Monsieur, [N], [Y], partie perdante, sera condamné aux entiers dépens de l’instance.
— Frais irrépétibles
En application de l’article 700 du code de procédure civile, le juge condamne la partie tenue aux dépens ou qui perd son procès à payer : 1° A l’autre partie la somme qu’il détermine, au titre des frais exposés et non compris dans les dépens ; / […]/
Dans tous les cas, le juge tient compte de l’équité ou de la situation économique de la partie condamnée. Il peut, même d’office, pour des raisons tirées des mêmes considérations, dire qu’il n’y a pas lieu à ces condamnations. /Les parties peuvent produire les justificatifs des sommes qu’elles demandent. / […]
Monsieur, [N], [Y] sera condamné à verser une somme de 1.500 euros à Madame, [O], [U] au titre de l’article 700 du code de procédure civile.
— Exécution provisoire
Conformément à l’article 514 du code de procédure civile, les décisions de première instance sont de droit exécutoires à titre provisoire à moins que la loi ou la décision rendue n’en dispose autrement.

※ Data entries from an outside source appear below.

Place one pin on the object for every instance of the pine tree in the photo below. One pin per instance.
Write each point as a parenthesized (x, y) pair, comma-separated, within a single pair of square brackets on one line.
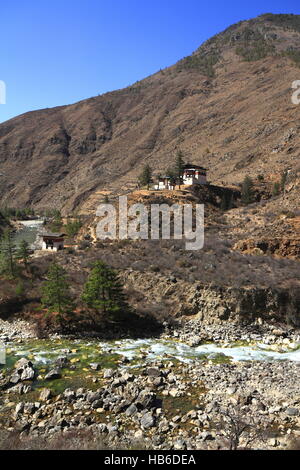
[(23, 253), (276, 189), (103, 291), (145, 178), (56, 293), (283, 181), (7, 255), (247, 191), (171, 174), (179, 166)]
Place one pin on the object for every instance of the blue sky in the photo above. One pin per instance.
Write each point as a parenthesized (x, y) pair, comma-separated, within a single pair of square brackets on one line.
[(56, 52)]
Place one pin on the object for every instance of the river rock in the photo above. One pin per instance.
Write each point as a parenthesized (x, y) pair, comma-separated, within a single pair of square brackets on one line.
[(45, 394), (53, 374), (148, 421)]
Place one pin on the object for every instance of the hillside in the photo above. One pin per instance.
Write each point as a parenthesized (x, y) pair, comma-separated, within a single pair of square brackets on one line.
[(227, 106)]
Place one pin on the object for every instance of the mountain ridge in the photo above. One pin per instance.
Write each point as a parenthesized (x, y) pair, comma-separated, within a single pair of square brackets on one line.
[(227, 106)]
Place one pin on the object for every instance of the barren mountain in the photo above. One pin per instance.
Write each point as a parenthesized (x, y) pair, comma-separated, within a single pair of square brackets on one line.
[(227, 106)]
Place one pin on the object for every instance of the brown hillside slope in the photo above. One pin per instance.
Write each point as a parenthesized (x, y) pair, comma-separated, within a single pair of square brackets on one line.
[(228, 107)]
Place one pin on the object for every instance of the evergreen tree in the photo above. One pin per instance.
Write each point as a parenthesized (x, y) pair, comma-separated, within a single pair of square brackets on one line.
[(171, 174), (23, 253), (7, 255), (179, 166), (247, 191), (276, 189), (284, 176), (103, 291), (56, 293), (145, 178)]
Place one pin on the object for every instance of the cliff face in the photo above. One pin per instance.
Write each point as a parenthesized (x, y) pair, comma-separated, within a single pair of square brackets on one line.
[(214, 304), (227, 106)]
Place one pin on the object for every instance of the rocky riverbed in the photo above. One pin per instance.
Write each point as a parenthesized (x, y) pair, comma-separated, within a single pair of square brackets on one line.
[(163, 393)]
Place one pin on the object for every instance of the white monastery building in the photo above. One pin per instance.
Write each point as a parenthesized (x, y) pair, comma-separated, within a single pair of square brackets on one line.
[(192, 174)]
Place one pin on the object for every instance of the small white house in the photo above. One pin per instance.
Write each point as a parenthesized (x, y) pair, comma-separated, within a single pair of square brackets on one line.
[(53, 241), (192, 174), (164, 182)]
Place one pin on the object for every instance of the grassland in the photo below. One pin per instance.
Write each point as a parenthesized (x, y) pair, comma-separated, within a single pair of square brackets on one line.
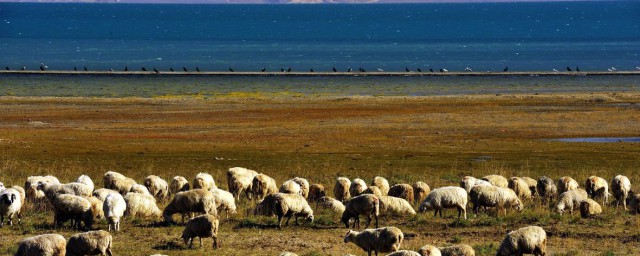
[(406, 139)]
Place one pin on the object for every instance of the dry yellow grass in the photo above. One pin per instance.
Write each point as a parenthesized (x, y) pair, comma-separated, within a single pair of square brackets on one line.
[(406, 139)]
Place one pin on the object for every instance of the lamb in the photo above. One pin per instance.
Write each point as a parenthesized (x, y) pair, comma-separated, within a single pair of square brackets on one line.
[(43, 245), (420, 191), (73, 207), (491, 196), (357, 187), (239, 180), (387, 239), (446, 197), (570, 200), (263, 185), (620, 187), (341, 189), (204, 181), (118, 182), (178, 184), (497, 180), (90, 243), (366, 204), (205, 225), (158, 187), (141, 205), (530, 240), (520, 187), (10, 206), (390, 205), (196, 200), (114, 207), (589, 207), (597, 187), (224, 201), (382, 184), (547, 189), (288, 205), (404, 191), (566, 183)]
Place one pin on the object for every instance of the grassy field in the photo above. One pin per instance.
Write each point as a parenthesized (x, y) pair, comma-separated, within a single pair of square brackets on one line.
[(405, 139)]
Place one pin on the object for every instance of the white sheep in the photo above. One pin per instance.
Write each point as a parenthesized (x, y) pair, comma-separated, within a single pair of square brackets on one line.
[(204, 181), (10, 206), (141, 205), (114, 207), (382, 184), (205, 225), (387, 239), (178, 184), (366, 205), (390, 205), (341, 189), (357, 187), (597, 187), (530, 240), (158, 187), (118, 182), (187, 202), (43, 245), (446, 197), (620, 187), (570, 200), (90, 243), (263, 185)]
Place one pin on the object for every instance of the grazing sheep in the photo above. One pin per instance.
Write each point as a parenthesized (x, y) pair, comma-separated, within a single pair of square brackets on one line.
[(547, 189), (492, 196), (341, 189), (420, 191), (597, 187), (387, 239), (84, 179), (290, 187), (382, 184), (141, 205), (357, 187), (589, 207), (196, 200), (332, 204), (366, 204), (90, 243), (497, 180), (239, 180), (118, 182), (204, 181), (158, 187), (404, 191), (288, 205), (178, 184), (566, 183), (205, 225), (390, 205), (263, 185), (620, 187), (224, 201), (446, 197), (570, 200), (10, 206), (114, 207), (43, 245), (316, 191), (75, 208), (530, 240)]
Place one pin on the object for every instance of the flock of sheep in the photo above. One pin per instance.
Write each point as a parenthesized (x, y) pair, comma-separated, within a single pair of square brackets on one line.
[(81, 204)]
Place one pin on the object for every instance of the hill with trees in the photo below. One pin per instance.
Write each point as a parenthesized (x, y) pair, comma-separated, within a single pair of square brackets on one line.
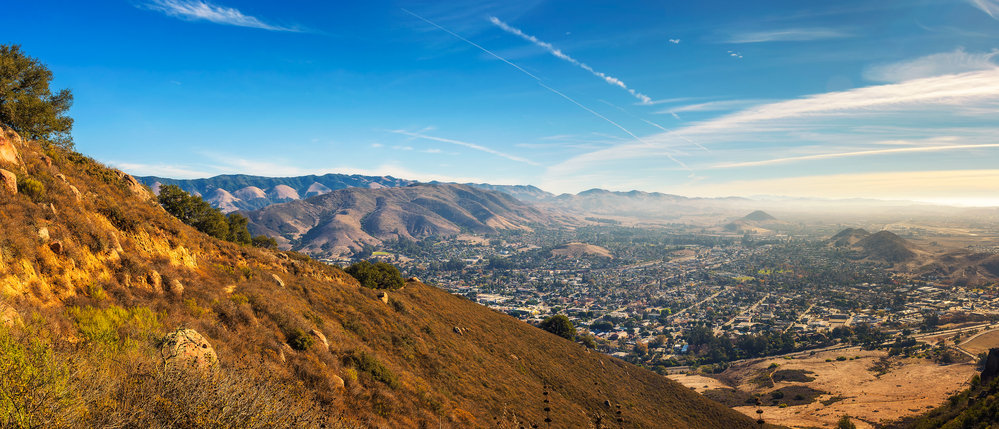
[(115, 312)]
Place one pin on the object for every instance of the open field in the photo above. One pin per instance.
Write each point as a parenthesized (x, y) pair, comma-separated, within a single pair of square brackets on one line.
[(910, 387), (982, 343)]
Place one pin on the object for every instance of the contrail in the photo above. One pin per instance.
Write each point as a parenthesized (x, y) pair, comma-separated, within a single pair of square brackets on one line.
[(558, 53), (470, 43), (657, 126), (616, 125), (550, 89), (469, 145)]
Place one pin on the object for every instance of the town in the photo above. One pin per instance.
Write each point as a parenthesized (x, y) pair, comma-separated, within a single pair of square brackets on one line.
[(668, 297)]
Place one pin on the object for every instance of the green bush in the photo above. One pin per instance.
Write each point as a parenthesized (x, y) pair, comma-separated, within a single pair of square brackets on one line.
[(371, 365), (379, 275), (559, 325)]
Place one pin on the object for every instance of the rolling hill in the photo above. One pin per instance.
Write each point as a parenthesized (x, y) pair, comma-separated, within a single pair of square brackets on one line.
[(341, 221), (98, 281)]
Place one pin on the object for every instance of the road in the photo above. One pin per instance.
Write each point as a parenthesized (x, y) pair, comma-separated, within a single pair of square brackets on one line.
[(679, 369)]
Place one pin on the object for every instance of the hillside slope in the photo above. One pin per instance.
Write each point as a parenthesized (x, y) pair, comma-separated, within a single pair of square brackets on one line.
[(95, 275), (342, 221)]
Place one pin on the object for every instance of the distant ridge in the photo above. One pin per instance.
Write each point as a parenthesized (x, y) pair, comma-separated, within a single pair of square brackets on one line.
[(759, 216), (342, 221), (848, 237)]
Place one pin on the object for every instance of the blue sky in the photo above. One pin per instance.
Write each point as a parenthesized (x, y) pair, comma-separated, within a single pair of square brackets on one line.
[(894, 99)]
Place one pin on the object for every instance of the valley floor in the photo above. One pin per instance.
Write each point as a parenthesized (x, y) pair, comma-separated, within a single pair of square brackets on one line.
[(910, 387)]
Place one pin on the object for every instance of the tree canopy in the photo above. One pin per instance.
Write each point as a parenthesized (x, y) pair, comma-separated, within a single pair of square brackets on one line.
[(559, 325), (194, 211), (379, 275), (27, 105)]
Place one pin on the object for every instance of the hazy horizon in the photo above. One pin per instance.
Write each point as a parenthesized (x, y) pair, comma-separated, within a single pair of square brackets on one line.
[(892, 101)]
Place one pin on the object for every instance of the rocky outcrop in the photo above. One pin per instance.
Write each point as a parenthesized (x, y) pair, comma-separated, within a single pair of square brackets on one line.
[(991, 368), (8, 150), (134, 186), (176, 287), (186, 347), (320, 338), (8, 181)]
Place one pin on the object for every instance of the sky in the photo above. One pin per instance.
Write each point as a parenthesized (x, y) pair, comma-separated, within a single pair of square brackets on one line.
[(848, 99)]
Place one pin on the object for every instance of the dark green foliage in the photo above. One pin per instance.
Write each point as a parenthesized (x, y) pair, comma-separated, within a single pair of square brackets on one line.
[(371, 365), (845, 423), (299, 340), (379, 275), (559, 325), (196, 212), (31, 187), (28, 105), (264, 241), (238, 233)]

L’article 514-1 du code de procédure civile dispose que le juge peut écarter l’exécution provisoire de droit, en tout ou partie, s’il estime qu’elle est incompatible avec la nature de l’affaire. Il statue, d’office ou à la demande d’une partie, par décision spécialement motivée.
En l’espèce, il convient de rappeler que l’exécution provisoire du jugement est de droit.
PAR CES MOTIFS
Le Tribunal,
CONDAMNE Monsieur, [N], [Y] à payer à Madame, [O], [U] la somme de 15.750,00 € correspondant aux sommes exigibles dues au titre de la reconnaissance de dette du 09 juin 2024, avec intérêts au taux légal à compter de la présente décision,
DEBOUTE Madame, [O], [U] du surplus de sa demande correspondant à des sommes non exigibles à ce jour,
CONDAMNE Monsieur, [N], [Y] aux entiers dépens,
CONDAMNE Monsieur, [N], [Y] à payer à Madame, [O], [U] la somme de 1.500 euros au titre de l’article 700 du code de procédure civile,
RAPPELLE l’exécution provisoire du présent jugement.
La présente décision est signée par Madame Mariette DUMAS, Vice-Présidente et Monsieur Lionel GARNIER, Cadre Greffier.